Since I end up doing a lot of scanning and adding of items myself, I’ve been kind of adding my own idea of “interesting” where “interesting” is either a funny, insightful, weird, bizarre, rare, or charming scan. This is hugely subjective. I then try to give as much info as I can, and then go to the next piece.

This does not scale.

This is a “problem”, one that I will address. But as a result the additions to digitize will be rather slow for a while, especially while the movie is going on. Then we’ll start seeing something or other happen, not sure what. Until then, go read up on how great this chess program is (according to the ad for the chess program).


Categorised as: Uncategorized

Comments are disabled on this post


6 Comments

  1. Michael Kohne says:

    OK, so you need some easy way to categorize things. Might I suggest a two-level system to start with? Very simple high-level categories (‘Advertising’, ‘Magazine’, ‘Manual’, etc), then further categorized by date or perhaps just year. If you keep the number of top level categories under control, then you can very quickly categorize something.
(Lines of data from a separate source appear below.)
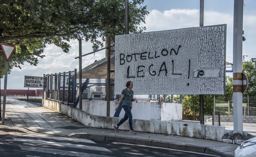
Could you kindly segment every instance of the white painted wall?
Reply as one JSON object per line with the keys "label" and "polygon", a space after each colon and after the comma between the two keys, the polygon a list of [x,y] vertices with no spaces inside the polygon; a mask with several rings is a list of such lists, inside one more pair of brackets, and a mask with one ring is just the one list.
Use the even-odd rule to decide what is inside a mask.
{"label": "white painted wall", "polygon": [[[118,102],[111,101],[110,115],[113,117]],[[79,107],[79,106],[78,106]],[[83,101],[82,110],[91,115],[107,115],[107,102],[105,101]],[[122,109],[119,117],[123,117],[124,111]],[[181,104],[139,102],[133,103],[133,118],[143,120],[181,120],[182,119],[182,105]]]}
{"label": "white painted wall", "polygon": [[[113,129],[113,124],[117,123],[120,120],[120,118],[91,115],[78,108],[53,101],[43,99],[42,104],[43,106],[67,115],[86,126]],[[141,114],[144,113],[143,112]],[[135,131],[203,138],[219,141],[222,141],[222,138],[225,133],[225,126],[223,126],[167,121],[133,120]],[[119,129],[129,130],[129,124],[124,123]]]}

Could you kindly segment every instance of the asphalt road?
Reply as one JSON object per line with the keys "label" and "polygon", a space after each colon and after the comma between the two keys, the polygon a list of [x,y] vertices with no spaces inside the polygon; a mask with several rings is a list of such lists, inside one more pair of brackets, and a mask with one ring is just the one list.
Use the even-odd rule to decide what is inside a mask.
{"label": "asphalt road", "polygon": [[0,131],[0,157],[217,157],[176,150]]}

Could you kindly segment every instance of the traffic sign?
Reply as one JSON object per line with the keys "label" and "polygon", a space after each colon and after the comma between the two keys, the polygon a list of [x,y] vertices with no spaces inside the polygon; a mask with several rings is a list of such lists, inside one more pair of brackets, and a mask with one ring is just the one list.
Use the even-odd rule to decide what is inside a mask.
{"label": "traffic sign", "polygon": [[6,60],[9,60],[12,53],[15,50],[15,46],[3,43],[0,43],[0,44],[5,54],[5,57]]}

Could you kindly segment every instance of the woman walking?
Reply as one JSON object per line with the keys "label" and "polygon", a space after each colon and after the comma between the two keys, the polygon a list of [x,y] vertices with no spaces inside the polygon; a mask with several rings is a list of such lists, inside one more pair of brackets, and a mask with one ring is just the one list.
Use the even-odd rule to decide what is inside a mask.
{"label": "woman walking", "polygon": [[129,133],[136,134],[136,133],[133,131],[133,115],[131,112],[132,102],[135,101],[137,103],[138,101],[136,99],[133,98],[133,91],[132,90],[132,88],[133,87],[133,82],[131,81],[128,81],[126,82],[126,88],[122,91],[118,106],[115,109],[116,111],[118,111],[120,104],[121,104],[122,107],[123,108],[125,114],[123,118],[120,120],[117,124],[114,124],[113,126],[114,128],[114,131],[118,132],[118,127],[129,119],[129,125],[130,129]]}

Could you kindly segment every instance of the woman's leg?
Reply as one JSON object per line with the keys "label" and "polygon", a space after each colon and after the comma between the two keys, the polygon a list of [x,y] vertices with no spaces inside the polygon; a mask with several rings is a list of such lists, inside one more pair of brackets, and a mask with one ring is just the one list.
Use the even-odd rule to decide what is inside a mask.
{"label": "woman's leg", "polygon": [[[128,106],[127,105],[122,106],[122,107],[124,109],[124,108],[123,108],[124,106]],[[124,110],[124,111],[125,111],[125,110]],[[123,116],[123,118],[121,120],[120,120],[120,121],[119,121],[119,122],[117,124],[117,127],[120,126],[121,124],[123,123],[123,122],[125,122],[128,119],[128,115],[127,115],[127,114],[126,113],[126,112],[124,114],[124,116]]]}
{"label": "woman's leg", "polygon": [[[124,111],[126,113],[125,117],[126,117],[126,119],[125,120],[127,120],[127,118],[129,118],[129,125],[130,126],[130,130],[133,130],[133,115],[132,114],[132,112],[131,111],[132,108],[128,106],[125,105],[123,106],[123,110],[124,110]],[[124,117],[123,119],[124,118]],[[122,119],[121,119],[120,122]],[[123,122],[124,122],[124,121],[123,121]],[[117,126],[119,126],[118,124],[117,124]]]}
{"label": "woman's leg", "polygon": [[119,106],[118,110],[116,111],[116,112],[115,112],[115,114],[114,115],[114,117],[119,117],[119,115],[120,115],[120,112],[121,112],[121,110],[122,110],[122,104],[121,104],[120,106]]}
    Obviously, that puts some limitations on letting folks find things they are interested in (or, even better, stuff they didn’t know they were interested in). I therefore suggest adding OCR’d text to each item’s page. That way Google will be able to get at the content of all the scans and users interested in, for instance, chess, will find stuff.

    The ultimate problem is that there are an infinite number of possible categories that an item could be in. You could introduce some kind of keyword or tagging system, but it would be less overhead on your part to just OCR the things (and yes, the OCR is going to get it wrong sometimes. Don’t let that freak you out. And don’t make getting the OCR perfect a pre-condition of getting it up there.) and then let Google sort it out from there.
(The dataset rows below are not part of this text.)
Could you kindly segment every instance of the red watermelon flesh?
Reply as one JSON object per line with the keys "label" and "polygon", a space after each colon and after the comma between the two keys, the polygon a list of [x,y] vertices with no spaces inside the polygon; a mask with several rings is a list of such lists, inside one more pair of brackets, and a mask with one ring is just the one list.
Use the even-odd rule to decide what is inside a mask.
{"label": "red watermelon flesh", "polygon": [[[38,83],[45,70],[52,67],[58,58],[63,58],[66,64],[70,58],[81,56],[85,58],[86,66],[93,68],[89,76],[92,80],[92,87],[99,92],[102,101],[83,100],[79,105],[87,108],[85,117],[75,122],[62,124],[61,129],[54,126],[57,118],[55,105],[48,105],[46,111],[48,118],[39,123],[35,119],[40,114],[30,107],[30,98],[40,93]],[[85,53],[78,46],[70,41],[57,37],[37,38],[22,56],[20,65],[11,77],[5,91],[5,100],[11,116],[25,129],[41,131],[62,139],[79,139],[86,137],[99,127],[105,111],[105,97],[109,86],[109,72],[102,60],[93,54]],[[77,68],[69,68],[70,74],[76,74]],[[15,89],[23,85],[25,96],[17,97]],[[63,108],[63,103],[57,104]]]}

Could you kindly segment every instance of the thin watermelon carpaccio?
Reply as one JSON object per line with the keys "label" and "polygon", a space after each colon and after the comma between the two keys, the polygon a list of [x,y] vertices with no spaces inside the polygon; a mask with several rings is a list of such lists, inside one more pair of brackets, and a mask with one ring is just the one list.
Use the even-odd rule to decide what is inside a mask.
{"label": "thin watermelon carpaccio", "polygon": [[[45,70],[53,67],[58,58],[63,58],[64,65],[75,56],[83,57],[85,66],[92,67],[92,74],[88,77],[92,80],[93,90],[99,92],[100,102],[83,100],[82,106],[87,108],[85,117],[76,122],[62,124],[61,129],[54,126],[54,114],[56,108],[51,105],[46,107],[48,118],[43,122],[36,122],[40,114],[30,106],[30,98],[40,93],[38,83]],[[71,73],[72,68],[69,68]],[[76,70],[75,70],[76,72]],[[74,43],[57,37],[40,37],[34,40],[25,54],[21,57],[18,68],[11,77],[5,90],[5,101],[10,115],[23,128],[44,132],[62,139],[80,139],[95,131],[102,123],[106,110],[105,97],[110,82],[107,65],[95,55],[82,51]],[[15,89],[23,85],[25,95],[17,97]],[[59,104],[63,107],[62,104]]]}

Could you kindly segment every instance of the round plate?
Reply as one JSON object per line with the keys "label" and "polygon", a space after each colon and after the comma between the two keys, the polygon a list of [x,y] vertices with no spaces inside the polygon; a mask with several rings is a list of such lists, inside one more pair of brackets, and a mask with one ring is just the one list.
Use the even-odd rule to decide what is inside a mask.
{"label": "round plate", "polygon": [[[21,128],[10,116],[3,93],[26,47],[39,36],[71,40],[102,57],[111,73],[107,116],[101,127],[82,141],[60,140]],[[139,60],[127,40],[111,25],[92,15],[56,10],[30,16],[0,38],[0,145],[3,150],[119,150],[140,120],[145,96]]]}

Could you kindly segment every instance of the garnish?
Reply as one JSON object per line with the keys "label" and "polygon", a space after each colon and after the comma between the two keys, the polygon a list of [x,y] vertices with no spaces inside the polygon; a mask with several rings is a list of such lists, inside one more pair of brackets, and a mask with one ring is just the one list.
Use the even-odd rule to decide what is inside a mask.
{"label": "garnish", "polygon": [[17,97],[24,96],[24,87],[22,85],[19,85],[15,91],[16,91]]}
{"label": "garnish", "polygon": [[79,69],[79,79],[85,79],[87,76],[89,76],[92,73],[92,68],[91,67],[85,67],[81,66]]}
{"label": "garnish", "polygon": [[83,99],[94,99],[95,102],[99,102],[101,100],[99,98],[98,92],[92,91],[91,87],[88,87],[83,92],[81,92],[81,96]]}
    You could even (if you wanted) put search boxes on your site that simply redirected to a Google search using the site keyword to restrict to your site. This would have the bad effect of the user’s seeing ads (since Google runs ads on it’s site), but would have the good effect of not having to take a lot of your time to implement.
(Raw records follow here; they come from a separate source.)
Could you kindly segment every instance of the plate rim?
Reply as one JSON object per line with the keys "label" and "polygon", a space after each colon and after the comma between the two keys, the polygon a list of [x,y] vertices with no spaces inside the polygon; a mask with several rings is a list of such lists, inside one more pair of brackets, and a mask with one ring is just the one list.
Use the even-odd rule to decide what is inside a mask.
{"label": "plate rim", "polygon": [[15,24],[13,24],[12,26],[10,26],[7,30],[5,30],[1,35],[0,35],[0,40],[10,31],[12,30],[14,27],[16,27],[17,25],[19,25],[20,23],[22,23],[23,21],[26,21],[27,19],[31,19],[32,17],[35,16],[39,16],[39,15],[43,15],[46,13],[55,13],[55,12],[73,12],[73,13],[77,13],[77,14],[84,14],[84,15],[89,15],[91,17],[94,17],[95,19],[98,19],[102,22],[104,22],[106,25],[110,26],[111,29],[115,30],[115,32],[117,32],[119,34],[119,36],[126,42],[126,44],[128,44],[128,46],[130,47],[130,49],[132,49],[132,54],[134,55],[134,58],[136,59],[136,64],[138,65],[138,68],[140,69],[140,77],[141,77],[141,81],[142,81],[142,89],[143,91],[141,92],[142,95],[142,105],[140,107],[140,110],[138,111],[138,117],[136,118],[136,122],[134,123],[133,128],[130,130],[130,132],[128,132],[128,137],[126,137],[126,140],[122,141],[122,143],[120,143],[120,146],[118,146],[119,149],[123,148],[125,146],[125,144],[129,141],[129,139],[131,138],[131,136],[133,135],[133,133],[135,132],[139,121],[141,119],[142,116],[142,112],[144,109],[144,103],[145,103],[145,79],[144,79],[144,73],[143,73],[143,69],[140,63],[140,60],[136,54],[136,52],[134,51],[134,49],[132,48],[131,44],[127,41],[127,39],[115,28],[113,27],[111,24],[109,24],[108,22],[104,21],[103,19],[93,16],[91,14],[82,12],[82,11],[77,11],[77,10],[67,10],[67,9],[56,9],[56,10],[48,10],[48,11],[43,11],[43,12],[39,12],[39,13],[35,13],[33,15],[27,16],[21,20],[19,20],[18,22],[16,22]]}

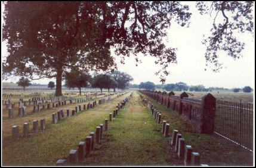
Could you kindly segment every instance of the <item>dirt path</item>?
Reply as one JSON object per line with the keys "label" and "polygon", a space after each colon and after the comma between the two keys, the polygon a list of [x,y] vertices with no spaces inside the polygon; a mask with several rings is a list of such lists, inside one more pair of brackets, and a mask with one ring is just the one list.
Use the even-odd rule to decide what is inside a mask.
{"label": "dirt path", "polygon": [[85,165],[169,165],[165,151],[167,140],[156,130],[159,127],[134,92]]}

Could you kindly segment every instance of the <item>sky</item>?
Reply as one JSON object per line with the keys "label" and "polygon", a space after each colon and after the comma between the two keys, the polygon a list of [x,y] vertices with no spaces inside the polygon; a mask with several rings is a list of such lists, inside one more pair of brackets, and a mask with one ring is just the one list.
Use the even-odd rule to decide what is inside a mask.
{"label": "sky", "polygon": [[[255,37],[250,34],[239,35],[239,39],[246,43],[242,52],[243,57],[234,60],[225,53],[220,54],[219,61],[224,63],[226,68],[220,73],[212,72],[206,67],[204,57],[206,46],[202,44],[203,35],[209,35],[212,20],[215,15],[201,15],[195,7],[193,2],[190,4],[192,13],[189,28],[181,27],[174,22],[168,30],[168,42],[166,46],[177,48],[177,64],[171,64],[168,68],[170,74],[166,77],[166,83],[174,83],[179,82],[186,83],[188,85],[203,85],[206,87],[224,87],[227,88],[243,88],[245,86],[254,87],[255,79]],[[220,15],[220,14],[219,14]],[[217,18],[218,19],[218,18]],[[220,19],[221,19],[220,18]],[[7,55],[5,44],[2,42],[2,56]],[[160,84],[159,76],[155,73],[160,66],[155,64],[155,58],[139,55],[142,63],[135,66],[134,57],[125,59],[125,64],[120,63],[121,59],[115,56],[118,70],[125,71],[132,76],[131,83],[139,84],[141,82],[151,81]],[[205,70],[206,69],[206,70]],[[7,81],[16,82],[18,78],[12,78]],[[48,84],[52,79],[33,80],[33,83]],[[55,82],[55,81],[54,81]]]}

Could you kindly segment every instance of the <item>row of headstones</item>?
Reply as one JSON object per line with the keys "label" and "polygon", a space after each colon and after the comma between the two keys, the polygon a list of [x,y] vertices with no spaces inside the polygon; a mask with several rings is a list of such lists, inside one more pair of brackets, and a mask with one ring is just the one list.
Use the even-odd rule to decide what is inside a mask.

    You might also consider recruiting a set of elves to help you. Assuming you could find people you trust, you could use some kind of CMS to allow them to fool with the categorizations and proofread the OCRs.

    It also might be interesting (like you need one more thing to do) to take a look at the conversations that Joel Spolsky and Jeff Atwood had while designing the site ‘stackoverflow.com’. They had a podcast and blog (blog.stackoverflow.com) where they went on about a lot of things, but along the way talked about their rationale for how they organized the site. I don’t remember which podcasts where involved, but each podcast episode has a link to a transcript wiki where a transcription of the podcast is posted.

    Good luck!

  2. ross says:

    HELLO

    i have much more computer-related stuff that i didn’t send because uhh, it had pretty pictures.

    if i scan this stuff, could i submit it to digitize? what are your guidelines? are you gonna put this stuff on archive.orG?

    ross

  3. What you need is an intern who’s a library student of information technologies. But I suppose you already knew that.

  4. ross says:

    i would kill for a secretary

  5. Mike says:

    Hi Jason,

    I am in a class with Colin McEnroe at Trin. College in Hartford, CT. and he suggested I get in touch with you to do an interview. Is there any way you can email me? I can’t find your contact info anywhere. I’d love to ask you some questions.

    Thanks,
    Mike

  6. Flack says:

    I also noticed that there is no link to digitize.textfiles.com from the main textfiles.com page. If this is intentional, please ignore.